“Siate pronti, con le vesti strette ai fianchi e le lampade accese; siate simili a quelli che aspettano il loro padrone quando torna dalle nozze, in modo che, quando arriva e bussa, gli aprano subito.” (Luca 12,35-38).

Essere sentinelle che vegliano con le lampade accese e pronte ad accogliere la presenza del Signore è la sintesi dell’Evangelo di oggi.

L’invito di Gesù rivolto ai discepoli scaturisce dal lungo insegnamento teso a metterli in guardia dalla facile prospettiva di una visione irenica e ottimistica della fede.

Ma che cosa significa essere pronti in attesa dello sposo, ovvero essere sentinelle attente?  Risuona nei nostri pensieri una nota omelia di Giuseppe Dossetti ai funerali di Giuseppe Lazzati, già rettore della Università Cattolica.

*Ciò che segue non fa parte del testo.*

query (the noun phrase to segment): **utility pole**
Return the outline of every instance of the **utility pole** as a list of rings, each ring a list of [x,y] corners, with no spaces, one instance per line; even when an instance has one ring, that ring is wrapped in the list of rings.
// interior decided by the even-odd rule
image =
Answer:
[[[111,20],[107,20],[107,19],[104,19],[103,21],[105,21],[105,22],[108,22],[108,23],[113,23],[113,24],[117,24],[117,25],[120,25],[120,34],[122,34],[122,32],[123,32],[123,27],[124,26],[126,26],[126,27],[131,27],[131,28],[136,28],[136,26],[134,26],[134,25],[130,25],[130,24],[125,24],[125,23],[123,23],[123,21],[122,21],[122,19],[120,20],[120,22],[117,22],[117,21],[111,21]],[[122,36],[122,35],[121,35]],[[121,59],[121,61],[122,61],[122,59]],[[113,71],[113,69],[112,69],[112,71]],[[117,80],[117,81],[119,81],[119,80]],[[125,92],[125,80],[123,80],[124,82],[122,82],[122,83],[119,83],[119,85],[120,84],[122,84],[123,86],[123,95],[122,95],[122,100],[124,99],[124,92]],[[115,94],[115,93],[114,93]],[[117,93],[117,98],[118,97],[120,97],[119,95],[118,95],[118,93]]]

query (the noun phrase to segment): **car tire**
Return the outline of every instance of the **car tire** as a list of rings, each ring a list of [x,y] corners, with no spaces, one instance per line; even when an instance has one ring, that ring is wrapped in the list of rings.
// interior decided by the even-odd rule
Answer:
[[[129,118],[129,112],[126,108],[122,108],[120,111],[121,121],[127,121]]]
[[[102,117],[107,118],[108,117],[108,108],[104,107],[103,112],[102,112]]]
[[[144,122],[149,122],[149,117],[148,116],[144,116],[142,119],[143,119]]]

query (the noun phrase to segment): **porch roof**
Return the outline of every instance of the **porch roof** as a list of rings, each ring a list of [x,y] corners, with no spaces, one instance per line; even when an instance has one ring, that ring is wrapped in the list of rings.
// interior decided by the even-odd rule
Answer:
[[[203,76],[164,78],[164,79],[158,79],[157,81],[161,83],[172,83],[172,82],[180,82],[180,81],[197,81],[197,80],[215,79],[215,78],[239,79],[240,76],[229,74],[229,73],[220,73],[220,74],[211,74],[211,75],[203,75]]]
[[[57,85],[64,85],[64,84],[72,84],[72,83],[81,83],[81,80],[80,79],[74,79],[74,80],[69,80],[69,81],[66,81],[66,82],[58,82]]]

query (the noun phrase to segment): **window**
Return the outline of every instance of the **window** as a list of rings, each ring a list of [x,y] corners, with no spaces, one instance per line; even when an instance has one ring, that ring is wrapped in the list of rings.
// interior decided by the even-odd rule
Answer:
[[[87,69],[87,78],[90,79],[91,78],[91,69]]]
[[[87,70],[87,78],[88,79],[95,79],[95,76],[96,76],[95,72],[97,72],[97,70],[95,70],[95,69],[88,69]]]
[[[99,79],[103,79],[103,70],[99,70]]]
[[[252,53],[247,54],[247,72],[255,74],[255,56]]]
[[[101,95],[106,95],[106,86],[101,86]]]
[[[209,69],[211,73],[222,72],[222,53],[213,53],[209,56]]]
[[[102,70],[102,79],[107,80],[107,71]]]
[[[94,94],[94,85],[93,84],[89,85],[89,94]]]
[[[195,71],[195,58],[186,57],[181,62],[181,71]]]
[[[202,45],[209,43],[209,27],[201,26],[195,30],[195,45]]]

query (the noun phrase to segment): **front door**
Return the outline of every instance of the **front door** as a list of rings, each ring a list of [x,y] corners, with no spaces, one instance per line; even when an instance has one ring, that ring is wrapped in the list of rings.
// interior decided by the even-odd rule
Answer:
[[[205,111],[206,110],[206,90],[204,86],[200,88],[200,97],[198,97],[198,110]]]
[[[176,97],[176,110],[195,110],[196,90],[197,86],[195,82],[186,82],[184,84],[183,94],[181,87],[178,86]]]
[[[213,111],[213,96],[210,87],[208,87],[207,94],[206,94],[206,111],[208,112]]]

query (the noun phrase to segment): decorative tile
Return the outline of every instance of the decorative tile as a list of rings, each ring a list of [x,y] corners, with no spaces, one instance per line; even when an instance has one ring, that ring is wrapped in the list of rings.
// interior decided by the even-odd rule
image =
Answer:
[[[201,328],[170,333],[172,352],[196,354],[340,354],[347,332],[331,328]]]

La sentinella riconosce la notte come notte ma sa che arriva l’aurora e quindi la speranza di un giorno nuovo, ricco e fruttuoso. É un giorno che può cambiare le sorti dell’oppressione, della fragilità e perfino della morte.

Quello che ci colpisce è che alla sentinella, nelle parole di Gesù, viene riconosciuto il ruolo di vigilanza che merita sostegno. Addirittura il padrone si metterà a servire chi vigilerà e attenderà il suo ritorno.

Cerchiamo di vivere vigilanti, sempre pronti ad essere sentinelle che sperano nell’aurora del nuovo giorno.